Rose had been planning upon attending a community college first, then transferring to another school to finish her degree. She had said as much to Cal, but he had arrogantly informed her that Elias University was the best there was, and that a community college wasn't good enough for her. Her mother had agreed. Intelligent people didn't go to community colleges; those schools were reserved for those who couldn't make it elsewhere. Ruth had insisted that she would come up the money somehow, and Rose had reluctantly agreed.
Rose was brought back to the present when Trudy yanked on her arm, pointing toward the makeshift stage at the front of the audience. Sophie, the valedictorian, was making her speech.

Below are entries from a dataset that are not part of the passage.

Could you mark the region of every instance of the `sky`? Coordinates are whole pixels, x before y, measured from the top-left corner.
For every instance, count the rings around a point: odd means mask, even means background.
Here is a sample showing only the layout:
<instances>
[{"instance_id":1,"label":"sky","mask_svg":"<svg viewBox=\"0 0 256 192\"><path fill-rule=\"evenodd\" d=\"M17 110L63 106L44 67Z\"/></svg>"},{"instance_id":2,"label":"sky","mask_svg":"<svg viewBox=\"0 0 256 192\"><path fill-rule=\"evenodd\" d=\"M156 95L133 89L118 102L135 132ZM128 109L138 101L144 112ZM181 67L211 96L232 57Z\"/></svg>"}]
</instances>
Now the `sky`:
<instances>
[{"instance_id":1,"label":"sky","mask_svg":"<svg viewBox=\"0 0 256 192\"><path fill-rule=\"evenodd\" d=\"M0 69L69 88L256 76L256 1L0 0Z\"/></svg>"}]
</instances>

Rose listened politely, but her mind was elsewhere. She had been second in line for salutatorian, but had been beaten out by Peter Thio, an Asian immigrant student. Rose's mother had been furious, and had demanded that those in charge reconsider their decision. Rose had gotten the impression that her mother was more upset by the fact that an immigrant had gotten salutatorian, than by the fact that Rose had not gotten the honor.
Secretly, Rose felt that it was for the better. The last time she had made a speech, at a pep rally the previous January, she had had the students screaming in support of her idea—abolition of the dress code—but had also succeeded in infuriating the principal, the school board, half the teachers, and a number of parents. Ruth had been embarrassed and angry, and Rose was not called upon to make any more speeches that year. Possibly, she realized, it was why she had not been named salutatorian. She wasn't sorry, though. She had always been outspoken about what she thought was right, and no amount of anger on the part of her mother, the principal, or anyone else was going to change that.
Sophie finished her speech—something about all the wonderful opportunities awaiting them—and stepped down. The students began to file up to the stage to receive the folders that would hold their diplomas—the actual diplomas would be mailed to them later. The rest of the ceremony passed in a blur for Rose, except for when her high-heeled shoe caught in the grassy turf and she nearly knocked over the student in front of her. The students laughed, and as Trudy helped her up, Rose caught sight of her mother ducking her head in embarrassment.
All too soon, graduation was over, and the students rushed off the field to greet their cheering relatives and friends.